Marking quite a radical departure from its primary car-pooling business, BlaBlaCar, the world’s renowned long-distance ridesharing community, has recently announced a surprise offer of acquiring Ouibus, a French intercity bus service provider. Reportedly, the negotiators are still working on the deal, and nothing has been finalized yet.
According to the sources familiar with the matter, this is for the first time that BlaBlaCar is planning to move beyond carpooling, as the new acquisition is expected to help it offer both intercity car and bus rides.
If reports are to be believed, BlaBlaCar has already being running a trial test with Ouibus for the last half a year on popular corridors. As French state railways & bus operator SNCF (parent company of Ouibus) is more than willing to let BlaBlaCar run its subsidiary from on, it is pretty clear that both the companies seem happy with the test results.
In an attempt to extend its mobility services, BlaBlaCar has also announced a EUR 101 million (USD 114 million) investment from the SNCF and other existing BlaBlaCar investors. It further claims that the French startup till now has successfully built a long-distance car-pooling community of more than 65 million members in over 22 countries. The startup now is clearly a marketplace for road travel and has moreover helped over 50 million worldwide passengers to transport, while registering a y-o-y growth of 40%.

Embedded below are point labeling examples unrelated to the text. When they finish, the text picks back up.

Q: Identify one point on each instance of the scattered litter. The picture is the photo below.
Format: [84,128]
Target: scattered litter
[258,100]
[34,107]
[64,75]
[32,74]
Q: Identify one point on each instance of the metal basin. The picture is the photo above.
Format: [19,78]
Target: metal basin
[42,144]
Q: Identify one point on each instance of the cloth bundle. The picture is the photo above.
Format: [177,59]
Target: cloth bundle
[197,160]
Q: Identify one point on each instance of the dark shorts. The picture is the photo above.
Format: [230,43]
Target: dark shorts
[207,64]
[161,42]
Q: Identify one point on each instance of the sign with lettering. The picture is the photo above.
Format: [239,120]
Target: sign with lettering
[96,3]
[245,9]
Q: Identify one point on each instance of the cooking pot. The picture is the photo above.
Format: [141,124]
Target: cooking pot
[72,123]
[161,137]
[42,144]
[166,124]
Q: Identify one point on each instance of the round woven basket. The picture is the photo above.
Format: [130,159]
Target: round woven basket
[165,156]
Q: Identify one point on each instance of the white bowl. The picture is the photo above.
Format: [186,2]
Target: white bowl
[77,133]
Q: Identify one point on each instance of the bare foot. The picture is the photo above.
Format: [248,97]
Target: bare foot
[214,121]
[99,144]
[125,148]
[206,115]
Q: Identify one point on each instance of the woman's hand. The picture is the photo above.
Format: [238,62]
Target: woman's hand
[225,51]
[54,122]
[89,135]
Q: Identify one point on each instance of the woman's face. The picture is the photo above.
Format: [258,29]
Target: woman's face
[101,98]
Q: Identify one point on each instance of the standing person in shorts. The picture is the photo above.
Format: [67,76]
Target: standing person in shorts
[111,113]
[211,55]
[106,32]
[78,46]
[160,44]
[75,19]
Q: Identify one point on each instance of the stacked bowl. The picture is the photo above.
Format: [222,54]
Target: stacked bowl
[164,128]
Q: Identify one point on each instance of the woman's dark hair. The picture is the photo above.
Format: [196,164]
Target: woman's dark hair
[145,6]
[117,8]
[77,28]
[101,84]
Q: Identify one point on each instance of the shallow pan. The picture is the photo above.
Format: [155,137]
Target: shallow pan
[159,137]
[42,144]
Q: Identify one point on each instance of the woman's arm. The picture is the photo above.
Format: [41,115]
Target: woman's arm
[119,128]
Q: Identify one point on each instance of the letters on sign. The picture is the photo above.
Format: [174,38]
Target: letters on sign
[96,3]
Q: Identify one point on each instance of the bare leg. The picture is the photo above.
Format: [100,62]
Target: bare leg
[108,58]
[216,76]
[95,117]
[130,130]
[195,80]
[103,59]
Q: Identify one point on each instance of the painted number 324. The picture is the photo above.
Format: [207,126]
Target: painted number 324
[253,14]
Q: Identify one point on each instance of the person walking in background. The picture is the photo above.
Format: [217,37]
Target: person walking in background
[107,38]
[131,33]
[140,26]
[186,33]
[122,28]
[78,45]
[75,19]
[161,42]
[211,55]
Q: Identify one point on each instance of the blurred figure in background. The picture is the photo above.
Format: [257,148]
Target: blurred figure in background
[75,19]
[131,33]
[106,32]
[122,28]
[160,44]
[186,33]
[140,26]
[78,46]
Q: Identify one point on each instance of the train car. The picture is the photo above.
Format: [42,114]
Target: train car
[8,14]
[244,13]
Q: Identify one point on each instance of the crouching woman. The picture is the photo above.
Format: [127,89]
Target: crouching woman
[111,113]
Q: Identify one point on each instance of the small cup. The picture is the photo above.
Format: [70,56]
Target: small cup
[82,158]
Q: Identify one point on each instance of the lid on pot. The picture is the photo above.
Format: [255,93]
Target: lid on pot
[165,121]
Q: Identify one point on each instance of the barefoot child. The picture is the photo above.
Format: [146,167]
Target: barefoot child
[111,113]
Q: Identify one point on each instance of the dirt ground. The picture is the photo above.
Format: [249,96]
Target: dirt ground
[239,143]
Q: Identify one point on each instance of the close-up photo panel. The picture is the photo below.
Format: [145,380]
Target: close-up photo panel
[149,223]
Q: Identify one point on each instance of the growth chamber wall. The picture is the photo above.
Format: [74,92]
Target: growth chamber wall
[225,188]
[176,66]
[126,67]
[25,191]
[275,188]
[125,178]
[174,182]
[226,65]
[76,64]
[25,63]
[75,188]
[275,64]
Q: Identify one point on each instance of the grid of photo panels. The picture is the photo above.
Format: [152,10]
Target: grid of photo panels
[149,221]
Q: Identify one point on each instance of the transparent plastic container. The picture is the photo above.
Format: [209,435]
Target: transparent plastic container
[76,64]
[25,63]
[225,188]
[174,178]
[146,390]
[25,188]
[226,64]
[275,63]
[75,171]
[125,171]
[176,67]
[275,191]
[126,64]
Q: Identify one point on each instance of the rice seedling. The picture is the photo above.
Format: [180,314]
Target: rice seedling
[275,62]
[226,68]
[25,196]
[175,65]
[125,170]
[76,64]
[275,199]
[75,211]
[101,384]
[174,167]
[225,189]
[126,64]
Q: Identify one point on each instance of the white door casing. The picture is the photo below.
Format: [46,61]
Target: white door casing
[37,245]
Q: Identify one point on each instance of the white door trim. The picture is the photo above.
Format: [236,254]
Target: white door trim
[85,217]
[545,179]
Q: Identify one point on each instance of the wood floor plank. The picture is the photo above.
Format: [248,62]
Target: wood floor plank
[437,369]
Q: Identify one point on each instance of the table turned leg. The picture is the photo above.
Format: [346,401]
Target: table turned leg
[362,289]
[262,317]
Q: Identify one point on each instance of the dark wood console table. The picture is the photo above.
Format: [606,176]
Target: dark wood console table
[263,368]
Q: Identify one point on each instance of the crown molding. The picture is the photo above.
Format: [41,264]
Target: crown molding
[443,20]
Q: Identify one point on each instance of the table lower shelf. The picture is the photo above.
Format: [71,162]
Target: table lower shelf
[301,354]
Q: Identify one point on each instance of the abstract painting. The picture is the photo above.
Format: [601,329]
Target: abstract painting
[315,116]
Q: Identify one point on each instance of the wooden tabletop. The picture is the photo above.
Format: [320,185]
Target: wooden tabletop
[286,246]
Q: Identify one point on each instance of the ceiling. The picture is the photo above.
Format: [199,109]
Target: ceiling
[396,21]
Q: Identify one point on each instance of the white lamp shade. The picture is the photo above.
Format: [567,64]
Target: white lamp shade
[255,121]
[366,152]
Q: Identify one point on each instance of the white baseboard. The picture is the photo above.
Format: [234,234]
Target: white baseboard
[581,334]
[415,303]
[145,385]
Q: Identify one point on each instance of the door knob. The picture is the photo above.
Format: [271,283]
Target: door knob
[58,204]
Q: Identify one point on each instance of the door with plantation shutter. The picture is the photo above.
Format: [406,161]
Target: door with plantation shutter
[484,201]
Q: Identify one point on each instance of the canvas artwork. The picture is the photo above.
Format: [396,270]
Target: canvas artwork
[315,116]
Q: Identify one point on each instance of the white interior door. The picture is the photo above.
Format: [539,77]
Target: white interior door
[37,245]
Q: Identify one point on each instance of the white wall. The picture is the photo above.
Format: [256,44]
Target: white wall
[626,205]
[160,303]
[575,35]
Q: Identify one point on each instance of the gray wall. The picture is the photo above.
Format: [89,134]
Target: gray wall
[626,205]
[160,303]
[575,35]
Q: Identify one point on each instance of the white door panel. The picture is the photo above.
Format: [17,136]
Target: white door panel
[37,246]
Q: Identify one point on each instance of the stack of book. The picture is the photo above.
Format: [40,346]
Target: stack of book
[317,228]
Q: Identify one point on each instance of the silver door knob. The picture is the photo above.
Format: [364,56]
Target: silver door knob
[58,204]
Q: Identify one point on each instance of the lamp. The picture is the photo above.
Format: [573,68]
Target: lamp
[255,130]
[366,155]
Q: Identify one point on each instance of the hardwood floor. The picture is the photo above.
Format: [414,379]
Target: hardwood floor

If industry experts are to be believed, BlaBlaCar is taking a calculated risk with the acquisition, as Ouibus, in the recent years has been relentlessly losing money. Similar to other major bus companies, Ouibus also used to rely mainly on contractors, which signifies that BlaBlaCar could quickly adjust the offering. The proceeds are also said to depend on product integrations of SNCF, BlaBlaCar, and other platforms.
In the coming months, the users can find ride sharing offers on OUI.sncf.